Tony and Elly van Gastel

Surfing the Internet produced many disturbing messages such as:
“Avoid the tracks round Agadez absolutely”
“Tuaregs steal cars”
“An Italian died who was hit by a bullet between Niamey and Agadez”
“Police are corrupt and arrogant”
“It’s dangerous to travel in Niger”
“Only travel in convoy with a guide is allowed”

Then we contacted several people for more information. Here are a few of the responses:
“I can – with complete peace of mind – invite you to visit this wonderful country.”
“A lot of people will spend the new millenium in the desert.”
“There is still some risk, which can be minimised by hiring an experienced guide.”
“Bandit Tuaregs steal cars, if you are not accompanied by a Tuareg guide. If this happens, give up the car. The Italian who died, refused to give up his car and raced off.”
“Two cars are not really a luxury, but a safety measure.”

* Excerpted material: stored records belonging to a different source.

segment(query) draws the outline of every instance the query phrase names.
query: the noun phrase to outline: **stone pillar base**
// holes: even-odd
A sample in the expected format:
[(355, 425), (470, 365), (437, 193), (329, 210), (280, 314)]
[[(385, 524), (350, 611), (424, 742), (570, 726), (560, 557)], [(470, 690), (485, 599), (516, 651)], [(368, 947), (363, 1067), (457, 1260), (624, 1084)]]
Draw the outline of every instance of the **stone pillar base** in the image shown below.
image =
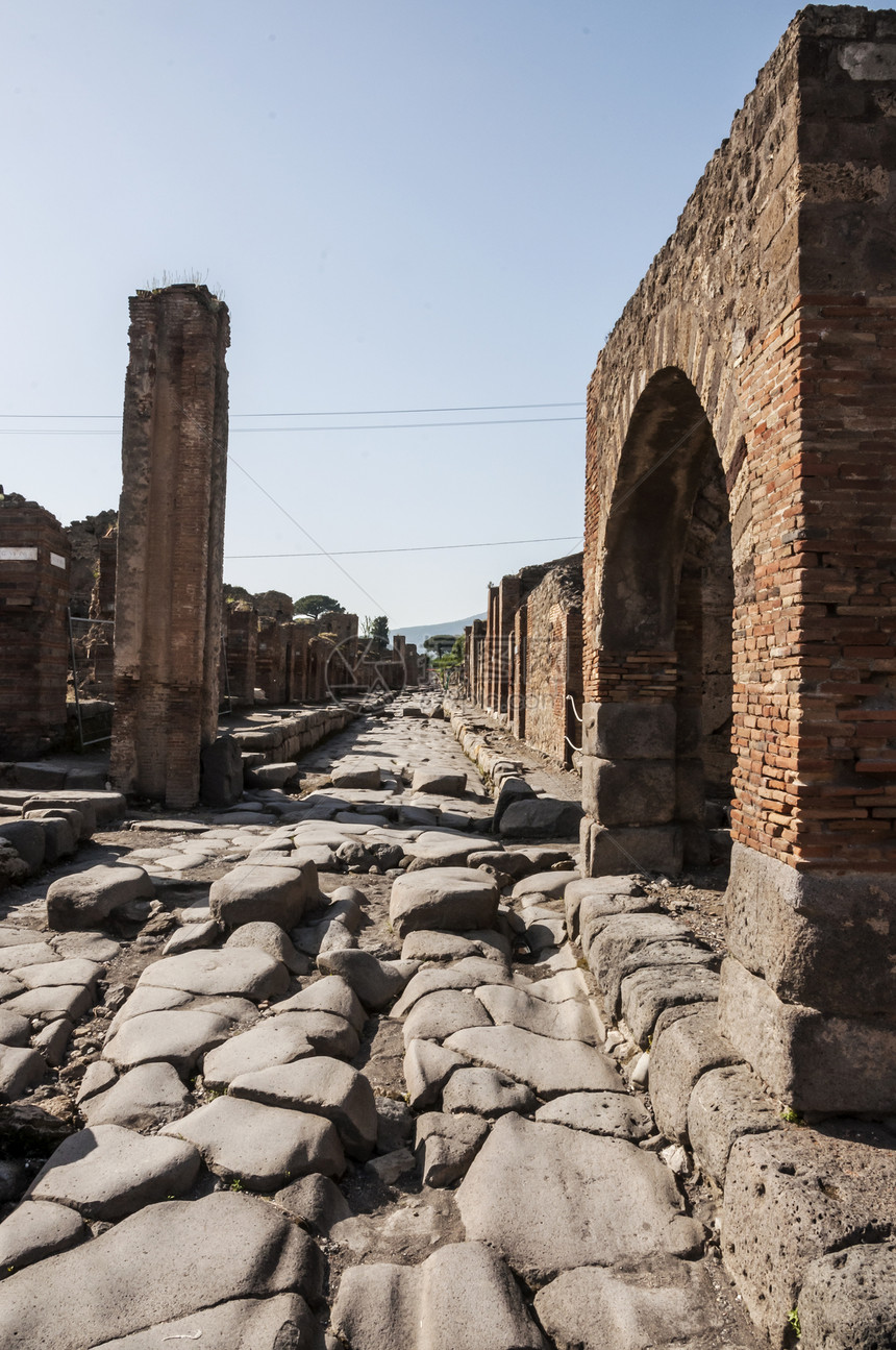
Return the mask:
[(734, 957), (722, 963), (719, 1030), (797, 1111), (896, 1115), (896, 1022), (784, 1003)]
[(681, 871), (683, 837), (675, 825), (614, 826), (582, 821), (582, 875), (629, 876)]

Based on these responses Niger’s Air Mountains and Tenere Desert was on.

To arrange a guide, we tried to contact several travel agencies by fax. We got only one reply and the agency wanted to charge 70 FF/per person/per day. While we were in Niger, we realised that travel agencies are not interested in providing a guide only; they like to arrange a complete package, including cars, tents, food, drivers, guides, etc. In the end we arranged a guide through friends in Niamey (using e-mail) for which we paid CFA 24,000 per day for the group.

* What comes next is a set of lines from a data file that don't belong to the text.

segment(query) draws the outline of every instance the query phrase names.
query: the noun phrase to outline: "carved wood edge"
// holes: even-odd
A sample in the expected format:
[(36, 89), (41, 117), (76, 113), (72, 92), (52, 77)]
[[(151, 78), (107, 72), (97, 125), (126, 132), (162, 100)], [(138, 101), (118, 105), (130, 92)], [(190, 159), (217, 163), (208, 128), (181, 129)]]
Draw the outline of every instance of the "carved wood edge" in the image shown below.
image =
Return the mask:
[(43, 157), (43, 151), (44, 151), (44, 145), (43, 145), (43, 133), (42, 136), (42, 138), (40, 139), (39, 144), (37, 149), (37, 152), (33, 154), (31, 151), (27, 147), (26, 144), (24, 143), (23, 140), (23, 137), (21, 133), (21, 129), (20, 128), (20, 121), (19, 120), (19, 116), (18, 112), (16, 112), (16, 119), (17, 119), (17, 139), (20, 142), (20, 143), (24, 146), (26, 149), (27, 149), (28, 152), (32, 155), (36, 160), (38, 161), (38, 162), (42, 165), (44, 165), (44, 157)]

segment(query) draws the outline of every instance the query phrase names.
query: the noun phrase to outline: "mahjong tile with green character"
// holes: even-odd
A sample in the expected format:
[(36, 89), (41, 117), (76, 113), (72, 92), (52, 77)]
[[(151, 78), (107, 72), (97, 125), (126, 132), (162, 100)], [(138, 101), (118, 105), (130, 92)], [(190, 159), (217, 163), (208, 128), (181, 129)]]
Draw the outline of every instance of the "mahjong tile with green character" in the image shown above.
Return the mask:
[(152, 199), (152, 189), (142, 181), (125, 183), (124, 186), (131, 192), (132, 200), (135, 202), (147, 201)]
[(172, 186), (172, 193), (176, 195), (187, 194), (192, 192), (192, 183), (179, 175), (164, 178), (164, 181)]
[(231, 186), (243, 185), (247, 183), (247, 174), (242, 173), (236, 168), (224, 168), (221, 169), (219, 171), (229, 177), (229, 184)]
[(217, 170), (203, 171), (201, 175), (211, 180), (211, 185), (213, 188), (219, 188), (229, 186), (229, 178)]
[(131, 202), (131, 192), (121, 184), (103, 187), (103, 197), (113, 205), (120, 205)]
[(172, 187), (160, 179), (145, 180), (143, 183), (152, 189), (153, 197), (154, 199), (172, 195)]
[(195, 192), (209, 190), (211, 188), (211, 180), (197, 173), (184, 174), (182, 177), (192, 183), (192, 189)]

The trip would take us from Agadez into the Air Mountains (Elmeki, Timia, Assode, Tchintoulous, Zagado valley) and then to to the Arakao Crater, Adrar Chiriet, Tezirzek, and Temet. Then back via Iferouane to Agadez.

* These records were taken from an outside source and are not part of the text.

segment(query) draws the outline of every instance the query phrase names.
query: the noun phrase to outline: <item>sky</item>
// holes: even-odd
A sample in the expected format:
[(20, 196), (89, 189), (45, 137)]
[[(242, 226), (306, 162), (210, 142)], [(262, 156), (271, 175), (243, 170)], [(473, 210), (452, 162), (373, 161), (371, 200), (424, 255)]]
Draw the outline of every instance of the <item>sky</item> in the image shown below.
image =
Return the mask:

On December 21, 1999 we departed with 5 persons in 2 cars (one Toyota Landcruiser and one Land Rover Defender 90) . It took us 4 very long days to get to Agadez (2500 km from Accra). We had a few problems on the way, which almost made us abandon the whole trip. Just before Bolgatanga, the Land Rover developed an electrical problem. The car had been in the workshop in Accra for exactly the same problem and it had taken 4 days to rectify it. We were worried that nobody would be able to fix this in a ‘remote’ area like north Ghana. We all had visions of an early end of our desert trip. It appeared a fuse, which kept on blowing and we fixed it by putting a 20 amp fuse instead of the recommended 5 amp one. We all hoped that this would keep us going. And it did!

On on to Niger
All the way from Accra the road had been good, but immediately after the Burkina Faso border with Niger the road deteriorated enormously. We had our next serious problem when the Defender’s roofrack came almost off the car. It jumped out of the gutter of the car, after the mounts got completely bent. We moved the roof tent onto the roofrack of the Toyota and completely dismantled the 90’s roofrack. Three hours of hard work and we were on the road again. We spent the night at the completely empty ‘Niamey’ camping. We noticed that the temperature at night got cooler and cooler. We wondered what it would be out in the desert. We were not really prepared for cold weather. Next day we drove to Agadez (950 km), where we arrived one day too late.

Departure from Agadez
Our Tuareg guide had been waiting for us all day. The travel agency insisted we must carry 285 litres of diesel per vehicle, when leaving Agadez. Fuelling and stowing the 570 litres for the two cars took quite some time. With four persons (including the guide) in our car, 285 l of fuel, 80 litters of water, the luggage, spare parts, sand ladders, spare tyres and food, the car was fully loaded. We wondered how it would be able to travel through soft sand.
The travel agency had arranged the travel permit for our trip. It seems that unauthorised travel is not allowed.
We still had another problem. Our Laissez Passer would expire before returning to Agadez. At the border they could only issue a Laissez Passer with a validity of 7 days. We discussed this with the travel agency and they would arrange the ‘prolongation’. They kept the original and we travelled with a copy. They advised us to give a little ‘cadeau’ to police officers, when necessary.
It was completely dark when we finally left Agadez. We camped approximately 6 km out of Agadez.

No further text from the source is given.